Game programming : please help me understand this example from book
Ok so I bought a book that takes me through creating the astroids game. They gave me code in chapter 3 but I dont quite understand how velocity works... perhaps someone could help explain this to me. Ok so we create the astriods
Code:
for (int n = 0; n<ASTEROIDS; n++) {
ast[n] = new Asteroid();
ast[n].setRotationVelocity(rand.nextInt(3)+1);
ast[n].setX((double)rand.nextInt(600)+20);
ast[n].setY((double)rand.nextInt(440)+20);
ast[n].setMoveAngle(rand.nextInt(360));
double ang = ast[n].getMoveAngle() - 90;
ast[n].setVelX(calcAngleMoveX(ang));
ast[n].setVelY(calcAngleMoveY(ang));
}
we set the move angle (lets say its heading north, 0)
now we calculate "ang" which is move angle - 90 (west, 270)
we then use ang to calculate the angleMove
public double calcAngleMoveX(double angle)
{
return (double) (Math.cos(angle * Math.PI / 180));
}
what is it that this method is returning? (the book just uses terms like update x & y value), is this method returning the updated angle of movement? how do you work that out from current angle - 90?
now we use this value to calculate velocity (setVel above) - what is velocity, the speed of the object? how do we work that out from the new move angle?
also, because setvelx and setvely use the same base "calcAngleMoveX(ang)" wont x and y be the same?
I dont understand any of this stuff... could one you smart guys explain it all in simple terms so I can visualise how the objects are able to move around. points for whoever explains it the clearest
Re: Game programming : please help me understand this example from book
From what I remember about Asteroids on Atari, velocity might be a fixed value, maybe a static field. From this incomplete code, it looks like each Asteroid has an angle field (ang), and methods like calcAngleMoveX(...) use basic trigonometry to convert the polar vector (angle and velocity) into X and Y rates. The setVelX(...) method probably takes the result of that calculation and stores it somewhere.

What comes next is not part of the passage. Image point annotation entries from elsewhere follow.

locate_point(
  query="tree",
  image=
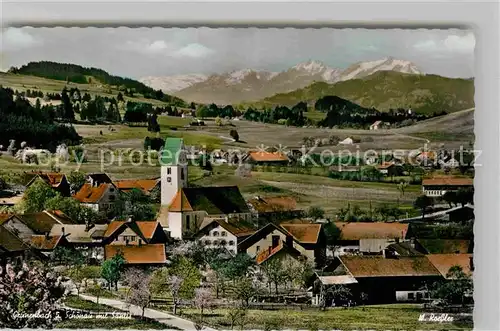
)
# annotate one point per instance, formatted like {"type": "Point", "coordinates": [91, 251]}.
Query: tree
{"type": "Point", "coordinates": [238, 266]}
{"type": "Point", "coordinates": [465, 196]}
{"type": "Point", "coordinates": [315, 212]}
{"type": "Point", "coordinates": [423, 202]}
{"type": "Point", "coordinates": [234, 134]}
{"type": "Point", "coordinates": [202, 300]}
{"type": "Point", "coordinates": [402, 187]}
{"type": "Point", "coordinates": [139, 293]}
{"type": "Point", "coordinates": [30, 290]}
{"type": "Point", "coordinates": [36, 195]}
{"type": "Point", "coordinates": [112, 269]}
{"type": "Point", "coordinates": [218, 121]}
{"type": "Point", "coordinates": [455, 288]}
{"type": "Point", "coordinates": [186, 270]}
{"type": "Point", "coordinates": [244, 290]}
{"type": "Point", "coordinates": [274, 272]}
{"type": "Point", "coordinates": [67, 107]}
{"type": "Point", "coordinates": [332, 234]}
{"type": "Point", "coordinates": [236, 313]}
{"type": "Point", "coordinates": [76, 180]}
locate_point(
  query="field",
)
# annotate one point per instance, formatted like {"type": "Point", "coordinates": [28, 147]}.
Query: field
{"type": "Point", "coordinates": [105, 323]}
{"type": "Point", "coordinates": [24, 82]}
{"type": "Point", "coordinates": [382, 317]}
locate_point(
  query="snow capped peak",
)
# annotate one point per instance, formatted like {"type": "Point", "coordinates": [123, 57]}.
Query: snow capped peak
{"type": "Point", "coordinates": [362, 69]}
{"type": "Point", "coordinates": [311, 67]}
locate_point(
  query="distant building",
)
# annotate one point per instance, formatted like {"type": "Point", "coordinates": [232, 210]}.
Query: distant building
{"type": "Point", "coordinates": [378, 125]}
{"type": "Point", "coordinates": [98, 196]}
{"type": "Point", "coordinates": [266, 158]}
{"type": "Point", "coordinates": [347, 141]}
{"type": "Point", "coordinates": [56, 180]}
{"type": "Point", "coordinates": [438, 186]}
{"type": "Point", "coordinates": [368, 237]}
{"type": "Point", "coordinates": [183, 209]}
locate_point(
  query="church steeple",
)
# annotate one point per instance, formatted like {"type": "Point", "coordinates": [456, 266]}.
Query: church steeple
{"type": "Point", "coordinates": [174, 169]}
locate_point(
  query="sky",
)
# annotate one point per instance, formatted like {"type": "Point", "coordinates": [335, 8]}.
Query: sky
{"type": "Point", "coordinates": [140, 52]}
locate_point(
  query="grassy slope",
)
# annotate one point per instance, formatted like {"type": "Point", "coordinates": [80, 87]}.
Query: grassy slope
{"type": "Point", "coordinates": [382, 317]}
{"type": "Point", "coordinates": [387, 89]}
{"type": "Point", "coordinates": [25, 82]}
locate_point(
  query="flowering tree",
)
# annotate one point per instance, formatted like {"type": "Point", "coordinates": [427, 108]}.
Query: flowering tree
{"type": "Point", "coordinates": [29, 297]}
{"type": "Point", "coordinates": [139, 293]}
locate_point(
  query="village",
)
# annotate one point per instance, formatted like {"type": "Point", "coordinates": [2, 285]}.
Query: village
{"type": "Point", "coordinates": [209, 249]}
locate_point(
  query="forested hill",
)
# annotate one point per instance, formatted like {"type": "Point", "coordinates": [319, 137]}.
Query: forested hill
{"type": "Point", "coordinates": [82, 75]}
{"type": "Point", "coordinates": [385, 90]}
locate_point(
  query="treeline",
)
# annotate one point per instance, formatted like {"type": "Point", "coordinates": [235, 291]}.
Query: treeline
{"type": "Point", "coordinates": [20, 121]}
{"type": "Point", "coordinates": [280, 115]}
{"type": "Point", "coordinates": [215, 111]}
{"type": "Point", "coordinates": [342, 113]}
{"type": "Point", "coordinates": [83, 75]}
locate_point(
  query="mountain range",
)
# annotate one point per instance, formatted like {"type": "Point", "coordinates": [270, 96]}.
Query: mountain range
{"type": "Point", "coordinates": [252, 85]}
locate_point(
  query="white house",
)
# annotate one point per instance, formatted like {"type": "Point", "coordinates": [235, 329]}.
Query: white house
{"type": "Point", "coordinates": [99, 197]}
{"type": "Point", "coordinates": [347, 141]}
{"type": "Point", "coordinates": [183, 209]}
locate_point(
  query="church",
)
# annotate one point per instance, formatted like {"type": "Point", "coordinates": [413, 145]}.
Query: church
{"type": "Point", "coordinates": [185, 210]}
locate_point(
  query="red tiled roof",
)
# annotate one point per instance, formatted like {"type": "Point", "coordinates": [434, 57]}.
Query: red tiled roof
{"type": "Point", "coordinates": [267, 156]}
{"type": "Point", "coordinates": [371, 230]}
{"type": "Point", "coordinates": [91, 194]}
{"type": "Point", "coordinates": [146, 228]}
{"type": "Point", "coordinates": [385, 165]}
{"type": "Point", "coordinates": [144, 254]}
{"type": "Point", "coordinates": [43, 242]}
{"type": "Point", "coordinates": [4, 217]}
{"type": "Point", "coordinates": [304, 233]}
{"type": "Point", "coordinates": [273, 204]}
{"type": "Point", "coordinates": [458, 181]}
{"type": "Point", "coordinates": [376, 266]}
{"type": "Point", "coordinates": [145, 185]}
{"type": "Point", "coordinates": [443, 262]}
{"type": "Point", "coordinates": [112, 227]}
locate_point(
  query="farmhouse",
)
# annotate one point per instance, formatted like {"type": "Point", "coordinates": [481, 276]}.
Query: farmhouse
{"type": "Point", "coordinates": [183, 209]}
{"type": "Point", "coordinates": [224, 233]}
{"type": "Point", "coordinates": [266, 158]}
{"type": "Point", "coordinates": [269, 209]}
{"type": "Point", "coordinates": [57, 181]}
{"type": "Point", "coordinates": [385, 279]}
{"type": "Point", "coordinates": [368, 237]}
{"type": "Point", "coordinates": [26, 225]}
{"type": "Point", "coordinates": [11, 247]}
{"type": "Point", "coordinates": [308, 239]}
{"type": "Point", "coordinates": [378, 125]}
{"type": "Point", "coordinates": [144, 185]}
{"type": "Point", "coordinates": [87, 238]}
{"type": "Point", "coordinates": [138, 255]}
{"type": "Point", "coordinates": [438, 186]}
{"type": "Point", "coordinates": [98, 196]}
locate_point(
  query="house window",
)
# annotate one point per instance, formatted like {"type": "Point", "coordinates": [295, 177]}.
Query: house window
{"type": "Point", "coordinates": [275, 241]}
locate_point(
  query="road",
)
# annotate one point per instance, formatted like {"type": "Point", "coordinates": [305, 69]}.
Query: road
{"type": "Point", "coordinates": [160, 316]}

Those are kind of awkward method names, but there's one good thing you should notice about them: a method whose name begins with "calc" should, as its name suggests, simply calculate something without changing any class fields, and calcAngleMoveX(...) follows that convention. But when a method name begins with "set", you can assume it changes the value of a field. Preferably a field whose name matches the method name, so a method called setVelX(...) should set a field called velX. You can't really count on everyone naming things that way, but it's a good habit to get into.